Some bands just like to do 180s.  Honey's first album, Lovely, was decent, but was noticeably devoid of religious references. So, with the release of "Lost On You," what do we find?  A concept worship album, complete with full lyrics and liner notes with scriptural explanations and introductions for every song!

What's most surprising about this album is that the band manages to maintain its artful rock and abstract poetic lyrics while conveying a sense of peaceful worship and love for God.  Don't expect any angst-ridden rockers or tension-filled ballads on this album.  The music of the band has really evolved since the first album, though at times you wish they would break the even tempo of the songs, and rock.  There are also some definite Jars of Clay and Starflyer 59 influences, not surprising since  various members of both bands helped with production.

Some songs, like the title track "Lost on You" combine smart pop singalong lyrics and interesting music.  The lyrics are quite  intriguing in their poetic simplicity, for example the lyrics to "Movies 1":

 Lost in the flame
 You surround me
 Lost in the flame
 I cry for the rain
 To surround me
 I cry for the rain
Overall, the combination of "art meeting worship," as this album was hyped, comes off quite well, though its slow pace of the album will undoubtedly leave some listeners bored and frustrated.  Still, this is great music to relax to.  RIYL: Newer Starflyer 59, Jars of Clay, and the last Honey album.

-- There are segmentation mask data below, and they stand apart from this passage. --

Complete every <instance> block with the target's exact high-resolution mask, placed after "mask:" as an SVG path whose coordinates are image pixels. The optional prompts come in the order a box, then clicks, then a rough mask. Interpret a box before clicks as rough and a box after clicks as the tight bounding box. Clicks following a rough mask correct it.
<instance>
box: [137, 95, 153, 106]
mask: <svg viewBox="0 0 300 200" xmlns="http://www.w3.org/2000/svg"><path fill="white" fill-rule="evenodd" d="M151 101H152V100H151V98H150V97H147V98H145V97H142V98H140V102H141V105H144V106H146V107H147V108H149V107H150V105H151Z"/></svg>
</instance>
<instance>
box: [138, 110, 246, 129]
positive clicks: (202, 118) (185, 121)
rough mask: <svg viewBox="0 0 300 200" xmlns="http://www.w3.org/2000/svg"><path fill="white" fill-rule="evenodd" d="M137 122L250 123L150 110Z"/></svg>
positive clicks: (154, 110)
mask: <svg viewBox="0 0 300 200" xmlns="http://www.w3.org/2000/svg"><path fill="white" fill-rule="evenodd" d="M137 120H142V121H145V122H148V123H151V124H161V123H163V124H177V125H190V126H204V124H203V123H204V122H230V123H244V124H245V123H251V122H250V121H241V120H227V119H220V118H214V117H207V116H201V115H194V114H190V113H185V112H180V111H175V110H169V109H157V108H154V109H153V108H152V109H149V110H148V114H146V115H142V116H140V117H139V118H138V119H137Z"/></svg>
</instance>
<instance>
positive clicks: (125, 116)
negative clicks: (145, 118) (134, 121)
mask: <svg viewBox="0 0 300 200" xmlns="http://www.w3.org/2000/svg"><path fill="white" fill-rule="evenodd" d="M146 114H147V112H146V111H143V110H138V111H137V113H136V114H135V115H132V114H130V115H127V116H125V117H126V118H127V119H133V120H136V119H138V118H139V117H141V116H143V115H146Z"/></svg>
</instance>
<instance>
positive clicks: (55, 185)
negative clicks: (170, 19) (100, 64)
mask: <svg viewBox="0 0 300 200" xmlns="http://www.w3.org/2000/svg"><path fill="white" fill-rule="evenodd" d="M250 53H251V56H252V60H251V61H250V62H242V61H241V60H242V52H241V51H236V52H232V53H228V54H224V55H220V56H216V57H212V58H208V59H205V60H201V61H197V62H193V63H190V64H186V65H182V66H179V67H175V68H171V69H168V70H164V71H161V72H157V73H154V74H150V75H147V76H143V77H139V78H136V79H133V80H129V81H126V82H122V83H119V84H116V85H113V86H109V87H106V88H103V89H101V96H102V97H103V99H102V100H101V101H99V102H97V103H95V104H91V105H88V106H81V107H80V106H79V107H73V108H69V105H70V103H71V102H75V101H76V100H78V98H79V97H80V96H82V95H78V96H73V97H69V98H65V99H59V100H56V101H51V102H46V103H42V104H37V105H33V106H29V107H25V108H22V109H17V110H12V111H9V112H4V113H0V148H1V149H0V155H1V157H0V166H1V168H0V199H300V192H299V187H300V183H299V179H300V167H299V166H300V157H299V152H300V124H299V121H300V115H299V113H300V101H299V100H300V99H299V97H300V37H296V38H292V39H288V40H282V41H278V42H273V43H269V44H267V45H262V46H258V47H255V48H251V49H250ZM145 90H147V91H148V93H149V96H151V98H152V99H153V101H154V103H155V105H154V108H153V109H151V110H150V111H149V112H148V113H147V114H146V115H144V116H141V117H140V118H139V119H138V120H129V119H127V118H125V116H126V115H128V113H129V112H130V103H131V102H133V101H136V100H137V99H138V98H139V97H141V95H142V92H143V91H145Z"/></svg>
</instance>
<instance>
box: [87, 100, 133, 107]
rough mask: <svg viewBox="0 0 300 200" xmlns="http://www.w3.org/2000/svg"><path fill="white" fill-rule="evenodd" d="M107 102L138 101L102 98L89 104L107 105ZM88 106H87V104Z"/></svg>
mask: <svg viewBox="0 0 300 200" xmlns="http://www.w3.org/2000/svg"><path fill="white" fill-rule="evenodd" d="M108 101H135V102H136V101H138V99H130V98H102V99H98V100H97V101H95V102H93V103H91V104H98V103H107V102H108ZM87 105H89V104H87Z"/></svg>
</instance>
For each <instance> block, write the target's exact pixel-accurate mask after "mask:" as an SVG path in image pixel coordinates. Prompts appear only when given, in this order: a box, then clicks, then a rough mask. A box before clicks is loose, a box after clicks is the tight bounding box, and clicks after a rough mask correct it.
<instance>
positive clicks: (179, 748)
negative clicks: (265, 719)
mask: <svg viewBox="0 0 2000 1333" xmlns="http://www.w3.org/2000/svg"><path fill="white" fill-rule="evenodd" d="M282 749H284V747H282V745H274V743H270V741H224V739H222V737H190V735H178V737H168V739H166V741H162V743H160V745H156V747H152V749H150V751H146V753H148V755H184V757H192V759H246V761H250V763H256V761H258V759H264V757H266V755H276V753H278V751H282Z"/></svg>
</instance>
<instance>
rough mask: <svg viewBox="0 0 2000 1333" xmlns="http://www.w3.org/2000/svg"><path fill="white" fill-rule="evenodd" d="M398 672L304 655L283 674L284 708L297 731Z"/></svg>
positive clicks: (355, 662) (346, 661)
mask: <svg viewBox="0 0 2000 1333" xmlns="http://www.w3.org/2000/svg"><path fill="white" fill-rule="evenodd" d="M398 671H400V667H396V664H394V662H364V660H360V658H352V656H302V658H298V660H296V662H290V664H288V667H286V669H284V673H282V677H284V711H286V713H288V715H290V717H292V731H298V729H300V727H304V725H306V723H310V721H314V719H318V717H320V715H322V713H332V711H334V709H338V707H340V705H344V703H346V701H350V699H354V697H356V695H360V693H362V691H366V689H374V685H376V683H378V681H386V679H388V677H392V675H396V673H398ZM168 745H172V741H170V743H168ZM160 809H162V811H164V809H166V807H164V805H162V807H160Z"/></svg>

By Joe Rockstroh (11/14/98)

"Lush" is probably the best word to describe this follow up to Lovely. That predecessor was a big hit with a number of friends of mine and did suggest a higher degree of artistic vision than many of the glut of alternative albums which were being released around that time. But this album is a significant leap forward. Reminiscent in many ways of a brighter Violet Burning with the Verve's Richard Ashcroft on vocals (adding a striking falsetto), the sound is at times dense and at others sprawling.
 
Production came from Dan Haseltine and Steve Mason of Jars of Clay, and Eric Campuzano and Wayne Everett of Prayer Chain/Starflyer 59. The greater experience of the latter two with this genre is obvious in their tracks, although those produced by the Jars boys might be more successful commercially. The emphasis of the album is worship, both through music and lyrics. As far as artistic merit and expression are acts of worship, this album certainly succeeds. Many who enjoy this sort of music will find it helpful, but there are no corporate worship sing-alongs here.

Occasionally the arrangements spread a little too far and appear slightly stretched, preventing this album from becoming the classic it could have been. But this is a real leap forward and positions Honey as an artist to keep an eye on.